Nearly two-thirds of acute stroke patients fail to survive for more than a decade and are at high risk of recurrence, prompting researchers to need better patient care.

Researchers from the University of Queensland analyzed data from more than 300,000 patients hospitalized after a sudden stroke between 2008 and 2017 in Australia and New Zealand.

The team also examined how many years were lost to a stroke by comparing a patient’s estimated life expectancy with the actual length of survival.

Study leader and UQ epidemiologist, Dr. Yang Peng, research fellow at Prince Charles Hospital Northside Clinical Unit, said only 36.4 percent of patients survived beyond 10 years, and 26.8 percent had another stroke.

We found that a stroke reduced a patient’s life expectancy by an average of five and a half years, compared to the general population.

In proportionate terms, this meant that a stroke reduced a person’s life expectancy by a third.

Patients with a hemorrhagic stroke who have bleeding in the brain have a higher risk of death, another stroke, and shorter life expectancy than those with ischemic stroke, which is caused by a blood vessel rupture.”

Dr. Yang Peng, UQ epidemiologist

Acute stroke is one of the most common causes of hospitalization and disability in Australia and has been linked to risk factors such as high blood pressure, high cholesterol levels, diabetes, smoking and heart disease. Stroke Foundation.

Study co-author, Dr. Katherine Colborne, a stroke and general practitioner at The Prince Charles Hospital, said these findings reinforce the need for concerted efforts to improve acute stroke care.

“We need a stroke network of care to rapidly identify patients with stroke, give them access to critical and time-sensitive treatments, such as thrombolysis, a clot-busting drug, and endovascular therapy, to treat blood clots. A special procedure to remove the vessels to the brain,” Dr.

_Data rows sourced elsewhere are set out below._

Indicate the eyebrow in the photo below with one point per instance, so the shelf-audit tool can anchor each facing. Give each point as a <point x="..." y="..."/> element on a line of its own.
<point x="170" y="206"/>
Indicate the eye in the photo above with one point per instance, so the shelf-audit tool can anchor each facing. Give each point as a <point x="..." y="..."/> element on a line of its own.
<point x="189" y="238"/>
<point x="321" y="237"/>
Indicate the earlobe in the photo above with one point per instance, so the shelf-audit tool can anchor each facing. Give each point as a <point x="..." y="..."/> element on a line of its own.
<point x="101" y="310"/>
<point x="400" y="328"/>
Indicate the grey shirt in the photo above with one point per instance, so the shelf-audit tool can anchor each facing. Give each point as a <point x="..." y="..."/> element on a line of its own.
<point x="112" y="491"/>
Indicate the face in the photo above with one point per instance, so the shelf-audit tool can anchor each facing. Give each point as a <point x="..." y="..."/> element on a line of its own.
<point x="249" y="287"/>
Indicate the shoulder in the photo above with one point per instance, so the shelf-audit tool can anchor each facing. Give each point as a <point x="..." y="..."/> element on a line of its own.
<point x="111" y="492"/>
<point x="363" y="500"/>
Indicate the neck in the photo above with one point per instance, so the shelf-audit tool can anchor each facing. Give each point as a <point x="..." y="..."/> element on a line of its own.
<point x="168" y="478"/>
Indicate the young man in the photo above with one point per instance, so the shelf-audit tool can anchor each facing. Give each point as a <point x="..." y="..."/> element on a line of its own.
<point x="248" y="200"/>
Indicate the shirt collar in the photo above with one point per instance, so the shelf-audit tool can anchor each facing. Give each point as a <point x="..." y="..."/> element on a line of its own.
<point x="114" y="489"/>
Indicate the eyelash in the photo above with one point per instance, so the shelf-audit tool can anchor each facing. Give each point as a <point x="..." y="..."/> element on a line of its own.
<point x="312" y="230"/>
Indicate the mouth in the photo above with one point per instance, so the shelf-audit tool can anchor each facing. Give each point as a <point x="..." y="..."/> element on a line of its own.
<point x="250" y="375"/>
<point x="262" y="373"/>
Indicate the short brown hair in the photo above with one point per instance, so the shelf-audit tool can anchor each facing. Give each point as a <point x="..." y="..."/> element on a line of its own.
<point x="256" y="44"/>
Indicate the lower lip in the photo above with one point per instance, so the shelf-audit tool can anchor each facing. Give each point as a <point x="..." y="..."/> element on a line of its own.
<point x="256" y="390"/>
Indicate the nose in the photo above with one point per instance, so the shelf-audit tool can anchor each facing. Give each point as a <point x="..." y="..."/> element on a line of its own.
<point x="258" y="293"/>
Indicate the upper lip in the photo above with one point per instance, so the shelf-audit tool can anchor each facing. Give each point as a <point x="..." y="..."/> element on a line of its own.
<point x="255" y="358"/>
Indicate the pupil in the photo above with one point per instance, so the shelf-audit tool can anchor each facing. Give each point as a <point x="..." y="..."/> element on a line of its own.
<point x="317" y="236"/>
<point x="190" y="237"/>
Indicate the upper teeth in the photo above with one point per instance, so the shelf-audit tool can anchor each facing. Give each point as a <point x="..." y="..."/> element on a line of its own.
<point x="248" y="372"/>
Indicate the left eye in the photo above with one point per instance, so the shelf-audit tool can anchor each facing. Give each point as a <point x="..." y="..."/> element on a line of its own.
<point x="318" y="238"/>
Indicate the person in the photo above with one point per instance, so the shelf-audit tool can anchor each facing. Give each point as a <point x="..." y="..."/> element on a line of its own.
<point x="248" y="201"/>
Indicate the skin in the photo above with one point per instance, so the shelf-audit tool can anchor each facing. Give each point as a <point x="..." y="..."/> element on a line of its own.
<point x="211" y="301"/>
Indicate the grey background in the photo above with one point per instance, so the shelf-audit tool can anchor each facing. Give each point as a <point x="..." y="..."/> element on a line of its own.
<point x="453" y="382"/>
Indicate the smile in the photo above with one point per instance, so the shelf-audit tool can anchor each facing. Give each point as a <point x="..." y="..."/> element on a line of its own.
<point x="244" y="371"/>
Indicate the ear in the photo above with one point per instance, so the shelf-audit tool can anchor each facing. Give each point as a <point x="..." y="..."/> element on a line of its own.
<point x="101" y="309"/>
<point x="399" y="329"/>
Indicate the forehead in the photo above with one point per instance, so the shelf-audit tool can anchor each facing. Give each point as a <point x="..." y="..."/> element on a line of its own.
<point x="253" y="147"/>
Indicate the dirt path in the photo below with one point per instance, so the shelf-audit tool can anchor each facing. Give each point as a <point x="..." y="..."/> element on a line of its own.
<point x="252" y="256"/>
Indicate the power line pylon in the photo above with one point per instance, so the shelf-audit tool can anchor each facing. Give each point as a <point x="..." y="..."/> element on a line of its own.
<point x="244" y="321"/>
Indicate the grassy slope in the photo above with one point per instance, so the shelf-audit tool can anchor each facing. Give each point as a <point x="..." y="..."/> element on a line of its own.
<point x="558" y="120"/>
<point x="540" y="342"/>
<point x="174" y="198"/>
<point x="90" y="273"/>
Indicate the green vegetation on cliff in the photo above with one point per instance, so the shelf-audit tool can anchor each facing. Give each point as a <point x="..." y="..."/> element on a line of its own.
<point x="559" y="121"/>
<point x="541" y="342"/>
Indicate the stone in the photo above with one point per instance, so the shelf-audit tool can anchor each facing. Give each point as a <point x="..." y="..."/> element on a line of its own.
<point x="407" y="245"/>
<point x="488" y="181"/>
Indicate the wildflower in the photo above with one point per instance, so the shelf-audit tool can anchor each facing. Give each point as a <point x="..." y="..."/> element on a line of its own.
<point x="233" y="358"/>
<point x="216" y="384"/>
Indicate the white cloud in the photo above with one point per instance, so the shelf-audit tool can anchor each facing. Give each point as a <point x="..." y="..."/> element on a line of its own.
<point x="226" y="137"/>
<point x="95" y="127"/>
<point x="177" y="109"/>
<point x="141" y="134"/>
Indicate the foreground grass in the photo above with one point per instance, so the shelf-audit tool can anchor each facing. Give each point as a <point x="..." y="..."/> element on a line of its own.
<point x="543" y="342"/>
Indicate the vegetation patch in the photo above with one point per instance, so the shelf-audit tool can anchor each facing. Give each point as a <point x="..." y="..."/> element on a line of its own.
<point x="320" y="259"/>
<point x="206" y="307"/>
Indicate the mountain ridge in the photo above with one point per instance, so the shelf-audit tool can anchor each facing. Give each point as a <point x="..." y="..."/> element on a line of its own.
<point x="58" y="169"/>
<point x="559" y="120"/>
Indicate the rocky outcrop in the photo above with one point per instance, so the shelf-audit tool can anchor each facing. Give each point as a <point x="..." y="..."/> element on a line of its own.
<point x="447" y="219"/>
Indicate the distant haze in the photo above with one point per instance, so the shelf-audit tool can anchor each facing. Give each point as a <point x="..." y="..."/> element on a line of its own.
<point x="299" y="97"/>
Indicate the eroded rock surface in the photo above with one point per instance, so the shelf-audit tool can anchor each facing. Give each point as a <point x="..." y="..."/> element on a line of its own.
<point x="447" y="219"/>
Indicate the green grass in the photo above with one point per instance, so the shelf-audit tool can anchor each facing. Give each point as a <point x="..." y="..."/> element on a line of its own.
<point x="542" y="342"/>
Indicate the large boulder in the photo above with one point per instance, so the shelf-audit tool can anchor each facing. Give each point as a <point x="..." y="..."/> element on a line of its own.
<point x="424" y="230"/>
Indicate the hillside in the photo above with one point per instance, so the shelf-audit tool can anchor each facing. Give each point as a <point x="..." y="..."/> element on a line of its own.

Colborne said.

“We also need dedicated stroke units to provide multidisciplinary care for these patients who are known to reduce death and disability after stroke.”

Dr Peng said that given the number of recurrent patients, secondary prevention should also focus on lifestyle and risk factor modifications.

“Very few population studies have explored the long-term consequences of stroke,” he said.

“This information is important for patients to understand their prognosis, and for healthcare professionals who want to improve stroke care and preventive measures.”


Journal Reference:

Peng, Y., and others. (2022) Long-term survival, stroke recurrence, and life expectancy after acute stroke in Australia and New Zealand from 2008–2017: a population-wide cohort study. stroke.